UN appeals for Kyrgyzstan aid amid fears of fresh violence
June 20, 2010 00:00:00
Children of Shishu Palli Plus, a UK-funded NGO at Sreepur in Gazipur, presented a large-sized painting work to Prime Minister Sheikh Hasina at her official residence Gonobhaban in the city Thursday. — PID Photo
OSH, Kyrgyzstan, June 19 (AFP): The United Nations launched an urgent humanitarian appeal to assist more than one million people affected by ethnic clashes in Kyrgyzstan as fears grew Saturday of fresh violence in the volatile south.
A day after Kyrgyzstan's acting leader Roza Otunbayeva admitted that the death toll from the clashes between ethnic Kyrgyz and Uzbeks was probably 2,000 -- 10 times the official estimate of 192 -- residents of the ravaged southern city of Osh said fears were high of new unrest.
As a senior US envoy met with officials from Kyrgyzstan's embattled interim government, US Secretary of State Hillary Clinton threw her support behind the Kyrgyz authorities' attempts to restore order and bring in aid.
UN chief Ban Ki-moon said the UN was launching a 71-million-dollar humanitarian appeal for Kyrgyzstan and that a separate appeal for neighbouring Uzbekistan, where tens of thousands have fled from the violence, would be instigated next week.
Ban cited "shortages of food, water and electricity in the affected areas, due to looting, lack of supply, and restrictions on movement" and said hospitals were running low on medical supplies.
John Holmes, the UN emergency relief coordinator, said he was shocked by "the extent of the violence and appalled by the deaths and injuries, widespread arson, sexual violence, looting of state, commercial and private property and destruction of infrastructure" in Kyrgyzstan.
The UN's World Health Organization said it was working on a worst-case estimate that the crisis could affect up to one million people, including 300,000 people displaced in Kyrgyzstan and 100,000 who have fled to Uzbekistan.
In Osh, residents said they were bracing for new violence after Otunbayeva promised that makeshift barricades around Uzbek neighbourhoods would be removed.
Roads leading to most of the city's Uzbek districts remained closed off with cut-down trees, burnt-out cars and storage containers.
"If they come to open the access roads they will shoot at us again.
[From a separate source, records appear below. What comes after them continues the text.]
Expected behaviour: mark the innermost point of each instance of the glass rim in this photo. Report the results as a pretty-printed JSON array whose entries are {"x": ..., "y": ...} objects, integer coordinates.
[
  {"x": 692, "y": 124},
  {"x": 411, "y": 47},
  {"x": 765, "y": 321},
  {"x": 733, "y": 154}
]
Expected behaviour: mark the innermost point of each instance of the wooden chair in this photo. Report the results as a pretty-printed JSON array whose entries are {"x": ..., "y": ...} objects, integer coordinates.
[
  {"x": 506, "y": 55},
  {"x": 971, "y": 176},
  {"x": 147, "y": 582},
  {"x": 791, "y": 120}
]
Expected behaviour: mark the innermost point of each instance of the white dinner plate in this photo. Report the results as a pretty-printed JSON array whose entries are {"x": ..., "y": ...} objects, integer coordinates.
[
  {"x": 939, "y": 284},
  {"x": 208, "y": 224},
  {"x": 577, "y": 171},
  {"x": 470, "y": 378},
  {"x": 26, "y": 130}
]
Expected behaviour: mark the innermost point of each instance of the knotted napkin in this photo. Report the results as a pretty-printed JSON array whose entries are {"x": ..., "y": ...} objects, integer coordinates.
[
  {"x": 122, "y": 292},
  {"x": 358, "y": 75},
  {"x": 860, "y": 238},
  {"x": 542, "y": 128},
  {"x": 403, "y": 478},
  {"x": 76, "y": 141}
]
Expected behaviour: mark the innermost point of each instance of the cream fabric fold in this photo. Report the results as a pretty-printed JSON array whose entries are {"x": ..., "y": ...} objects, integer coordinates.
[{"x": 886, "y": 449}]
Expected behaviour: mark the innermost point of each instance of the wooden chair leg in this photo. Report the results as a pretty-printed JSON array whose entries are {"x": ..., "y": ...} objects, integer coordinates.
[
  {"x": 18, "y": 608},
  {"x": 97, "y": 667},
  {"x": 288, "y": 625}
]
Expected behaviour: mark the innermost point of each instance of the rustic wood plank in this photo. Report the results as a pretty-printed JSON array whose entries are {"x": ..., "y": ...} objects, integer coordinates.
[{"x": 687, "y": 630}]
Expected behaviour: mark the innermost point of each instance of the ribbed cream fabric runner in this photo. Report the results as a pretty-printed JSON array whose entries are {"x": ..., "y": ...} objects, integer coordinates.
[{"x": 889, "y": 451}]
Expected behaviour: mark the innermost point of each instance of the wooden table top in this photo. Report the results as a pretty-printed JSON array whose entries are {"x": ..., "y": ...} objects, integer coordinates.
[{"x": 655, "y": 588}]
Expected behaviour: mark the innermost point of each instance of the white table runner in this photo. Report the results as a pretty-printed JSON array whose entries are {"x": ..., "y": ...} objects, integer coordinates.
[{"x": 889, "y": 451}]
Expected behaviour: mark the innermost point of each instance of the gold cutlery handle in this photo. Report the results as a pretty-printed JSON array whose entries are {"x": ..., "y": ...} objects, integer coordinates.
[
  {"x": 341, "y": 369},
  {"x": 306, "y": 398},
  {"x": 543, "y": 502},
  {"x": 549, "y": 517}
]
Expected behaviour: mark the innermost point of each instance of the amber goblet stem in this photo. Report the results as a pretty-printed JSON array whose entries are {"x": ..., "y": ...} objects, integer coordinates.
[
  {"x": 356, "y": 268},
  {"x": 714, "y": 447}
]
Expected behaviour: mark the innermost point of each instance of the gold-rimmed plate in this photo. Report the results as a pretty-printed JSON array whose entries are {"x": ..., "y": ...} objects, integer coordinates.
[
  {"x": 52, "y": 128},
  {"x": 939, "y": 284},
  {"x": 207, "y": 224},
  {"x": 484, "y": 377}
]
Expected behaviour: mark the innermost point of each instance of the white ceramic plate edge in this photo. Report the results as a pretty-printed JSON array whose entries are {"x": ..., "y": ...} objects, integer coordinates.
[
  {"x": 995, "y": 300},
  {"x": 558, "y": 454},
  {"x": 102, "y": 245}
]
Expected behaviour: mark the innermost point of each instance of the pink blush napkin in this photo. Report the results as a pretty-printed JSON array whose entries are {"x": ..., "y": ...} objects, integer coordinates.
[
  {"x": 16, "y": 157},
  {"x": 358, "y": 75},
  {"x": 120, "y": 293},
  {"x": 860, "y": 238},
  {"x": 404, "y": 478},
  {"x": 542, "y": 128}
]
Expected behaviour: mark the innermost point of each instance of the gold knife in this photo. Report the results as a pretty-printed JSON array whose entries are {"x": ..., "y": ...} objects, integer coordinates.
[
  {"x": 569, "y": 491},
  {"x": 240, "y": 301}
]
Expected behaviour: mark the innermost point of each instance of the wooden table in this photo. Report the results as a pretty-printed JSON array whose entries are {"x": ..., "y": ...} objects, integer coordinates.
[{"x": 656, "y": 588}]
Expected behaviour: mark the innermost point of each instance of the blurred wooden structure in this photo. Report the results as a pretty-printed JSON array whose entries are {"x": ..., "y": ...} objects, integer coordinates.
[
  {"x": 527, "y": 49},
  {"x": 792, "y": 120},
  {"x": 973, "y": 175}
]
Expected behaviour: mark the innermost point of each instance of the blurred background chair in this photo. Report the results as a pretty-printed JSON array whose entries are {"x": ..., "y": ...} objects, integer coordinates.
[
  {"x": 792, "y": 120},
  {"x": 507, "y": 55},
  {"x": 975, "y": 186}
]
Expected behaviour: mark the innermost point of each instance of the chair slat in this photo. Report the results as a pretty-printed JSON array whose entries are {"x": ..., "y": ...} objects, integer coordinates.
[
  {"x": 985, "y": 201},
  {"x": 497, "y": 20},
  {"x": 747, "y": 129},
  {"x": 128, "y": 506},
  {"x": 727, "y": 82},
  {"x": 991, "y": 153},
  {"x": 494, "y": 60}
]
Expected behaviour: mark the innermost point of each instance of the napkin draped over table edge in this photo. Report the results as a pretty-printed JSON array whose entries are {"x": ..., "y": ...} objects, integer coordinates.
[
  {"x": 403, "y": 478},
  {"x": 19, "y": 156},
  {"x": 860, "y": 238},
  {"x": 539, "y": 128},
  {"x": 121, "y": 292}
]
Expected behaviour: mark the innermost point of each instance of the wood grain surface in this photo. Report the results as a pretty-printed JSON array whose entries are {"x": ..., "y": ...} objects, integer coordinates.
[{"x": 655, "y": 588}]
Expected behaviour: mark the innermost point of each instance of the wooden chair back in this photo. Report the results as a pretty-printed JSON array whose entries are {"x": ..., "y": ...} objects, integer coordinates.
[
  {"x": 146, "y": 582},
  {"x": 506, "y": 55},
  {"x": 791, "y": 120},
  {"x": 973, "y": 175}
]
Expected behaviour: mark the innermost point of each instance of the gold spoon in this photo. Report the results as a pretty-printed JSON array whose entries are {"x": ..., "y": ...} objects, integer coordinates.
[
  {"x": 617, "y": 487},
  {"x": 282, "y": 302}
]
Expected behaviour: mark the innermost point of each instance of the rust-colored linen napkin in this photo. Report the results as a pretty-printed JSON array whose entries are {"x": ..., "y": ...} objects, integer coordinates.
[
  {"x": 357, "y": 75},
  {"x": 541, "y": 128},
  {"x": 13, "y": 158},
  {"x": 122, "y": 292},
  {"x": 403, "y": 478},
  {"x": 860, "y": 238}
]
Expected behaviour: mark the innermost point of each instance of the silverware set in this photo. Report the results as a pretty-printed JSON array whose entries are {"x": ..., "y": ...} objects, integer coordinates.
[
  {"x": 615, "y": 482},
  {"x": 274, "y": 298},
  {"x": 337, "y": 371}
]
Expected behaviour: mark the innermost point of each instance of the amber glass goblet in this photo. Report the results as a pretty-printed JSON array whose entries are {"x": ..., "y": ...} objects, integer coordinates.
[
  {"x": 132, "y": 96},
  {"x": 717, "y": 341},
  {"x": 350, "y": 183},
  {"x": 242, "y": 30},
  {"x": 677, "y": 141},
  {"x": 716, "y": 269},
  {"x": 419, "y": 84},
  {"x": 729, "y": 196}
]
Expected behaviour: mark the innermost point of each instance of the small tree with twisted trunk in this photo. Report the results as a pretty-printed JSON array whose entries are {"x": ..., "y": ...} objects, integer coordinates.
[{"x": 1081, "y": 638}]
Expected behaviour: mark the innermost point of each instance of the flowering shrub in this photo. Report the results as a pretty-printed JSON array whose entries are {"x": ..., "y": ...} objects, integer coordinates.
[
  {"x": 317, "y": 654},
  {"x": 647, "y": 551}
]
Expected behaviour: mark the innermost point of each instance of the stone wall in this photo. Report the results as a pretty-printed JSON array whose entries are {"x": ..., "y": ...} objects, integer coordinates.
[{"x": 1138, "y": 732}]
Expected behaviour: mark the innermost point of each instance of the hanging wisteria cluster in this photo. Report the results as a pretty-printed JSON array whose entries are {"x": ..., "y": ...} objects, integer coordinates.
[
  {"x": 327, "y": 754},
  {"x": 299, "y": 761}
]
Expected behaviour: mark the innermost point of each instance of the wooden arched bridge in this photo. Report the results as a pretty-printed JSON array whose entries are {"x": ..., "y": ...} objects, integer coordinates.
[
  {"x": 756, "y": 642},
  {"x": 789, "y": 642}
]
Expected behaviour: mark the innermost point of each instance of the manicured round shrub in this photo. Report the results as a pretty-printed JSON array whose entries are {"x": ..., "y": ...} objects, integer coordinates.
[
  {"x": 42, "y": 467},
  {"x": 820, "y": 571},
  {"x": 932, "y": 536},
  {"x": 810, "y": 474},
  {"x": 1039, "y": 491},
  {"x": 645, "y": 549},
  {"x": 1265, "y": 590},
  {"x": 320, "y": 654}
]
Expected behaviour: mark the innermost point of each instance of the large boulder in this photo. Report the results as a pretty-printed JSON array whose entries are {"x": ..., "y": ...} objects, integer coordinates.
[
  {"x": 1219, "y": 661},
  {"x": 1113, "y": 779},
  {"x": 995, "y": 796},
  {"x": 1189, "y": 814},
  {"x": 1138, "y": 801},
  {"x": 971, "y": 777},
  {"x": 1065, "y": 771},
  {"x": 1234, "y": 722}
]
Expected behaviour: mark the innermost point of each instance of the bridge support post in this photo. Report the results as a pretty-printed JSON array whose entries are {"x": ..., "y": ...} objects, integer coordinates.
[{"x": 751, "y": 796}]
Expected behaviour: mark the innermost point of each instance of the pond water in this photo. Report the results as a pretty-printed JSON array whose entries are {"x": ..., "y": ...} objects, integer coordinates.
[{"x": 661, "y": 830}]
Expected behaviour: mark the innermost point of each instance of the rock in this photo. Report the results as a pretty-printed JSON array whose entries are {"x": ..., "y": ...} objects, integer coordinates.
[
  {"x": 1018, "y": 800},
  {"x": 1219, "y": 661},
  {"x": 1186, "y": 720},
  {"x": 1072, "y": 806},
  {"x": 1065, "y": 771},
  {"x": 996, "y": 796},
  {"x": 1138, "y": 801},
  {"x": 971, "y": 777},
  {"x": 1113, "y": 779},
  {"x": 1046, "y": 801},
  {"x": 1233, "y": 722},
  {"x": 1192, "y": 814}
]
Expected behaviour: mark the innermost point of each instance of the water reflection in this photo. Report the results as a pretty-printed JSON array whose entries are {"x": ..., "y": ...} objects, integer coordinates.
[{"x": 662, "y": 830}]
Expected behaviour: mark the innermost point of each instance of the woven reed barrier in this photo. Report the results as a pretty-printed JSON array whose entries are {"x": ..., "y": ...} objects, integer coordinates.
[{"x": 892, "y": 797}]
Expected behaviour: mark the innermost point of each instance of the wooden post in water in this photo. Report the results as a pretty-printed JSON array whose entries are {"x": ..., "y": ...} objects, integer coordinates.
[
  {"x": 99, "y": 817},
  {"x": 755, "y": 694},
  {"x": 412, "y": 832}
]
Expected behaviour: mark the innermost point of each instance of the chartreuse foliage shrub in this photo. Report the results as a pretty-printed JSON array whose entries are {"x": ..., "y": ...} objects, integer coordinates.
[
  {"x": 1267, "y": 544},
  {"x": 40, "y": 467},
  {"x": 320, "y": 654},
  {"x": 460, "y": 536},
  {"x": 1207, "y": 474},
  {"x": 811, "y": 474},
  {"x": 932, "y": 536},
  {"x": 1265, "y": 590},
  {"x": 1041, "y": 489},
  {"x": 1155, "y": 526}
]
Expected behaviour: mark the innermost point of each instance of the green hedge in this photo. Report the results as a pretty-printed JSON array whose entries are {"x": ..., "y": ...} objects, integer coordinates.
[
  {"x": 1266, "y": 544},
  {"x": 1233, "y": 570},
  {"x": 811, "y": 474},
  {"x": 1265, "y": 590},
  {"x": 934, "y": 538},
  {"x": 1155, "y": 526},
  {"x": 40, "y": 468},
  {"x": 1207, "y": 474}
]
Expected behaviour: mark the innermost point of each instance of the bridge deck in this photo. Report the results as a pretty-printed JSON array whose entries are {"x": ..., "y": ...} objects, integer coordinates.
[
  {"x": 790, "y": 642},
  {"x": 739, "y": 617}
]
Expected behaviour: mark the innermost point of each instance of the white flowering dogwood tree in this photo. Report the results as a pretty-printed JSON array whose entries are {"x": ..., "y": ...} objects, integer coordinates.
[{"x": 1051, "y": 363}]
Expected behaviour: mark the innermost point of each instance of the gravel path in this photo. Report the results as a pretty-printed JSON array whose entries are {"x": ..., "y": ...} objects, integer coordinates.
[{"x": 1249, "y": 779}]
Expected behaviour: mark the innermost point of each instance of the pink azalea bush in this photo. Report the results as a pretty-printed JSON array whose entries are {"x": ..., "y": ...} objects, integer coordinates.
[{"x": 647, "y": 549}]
The army is against us, the state is fighting against us," said 63-year-old Pulat Shikhanov.
"We are not expecting anything good from this. This will restart until they've chased out all the Uzbeks," said the head of the local district, Purdubai Barubayev.
The mayor of Osh, Melisbek Myrzakmatov, told journalists that authorities had set a deadline of 6:00 pm local time (1200 GMT) Sunday for the barricades to be removed.
The riots were the worst inter-ethnic clashes to hit the impoverished Central Asian state since the collapse of the Soviet Union. Victims of the unrest have told AFP that the violence was a brutal and orchestrated campaign by armed militias of ethnic Kyrgyz targeting Uzbeks, who make up 14 per cent of Kyrgyzstan's population of 5.3 million.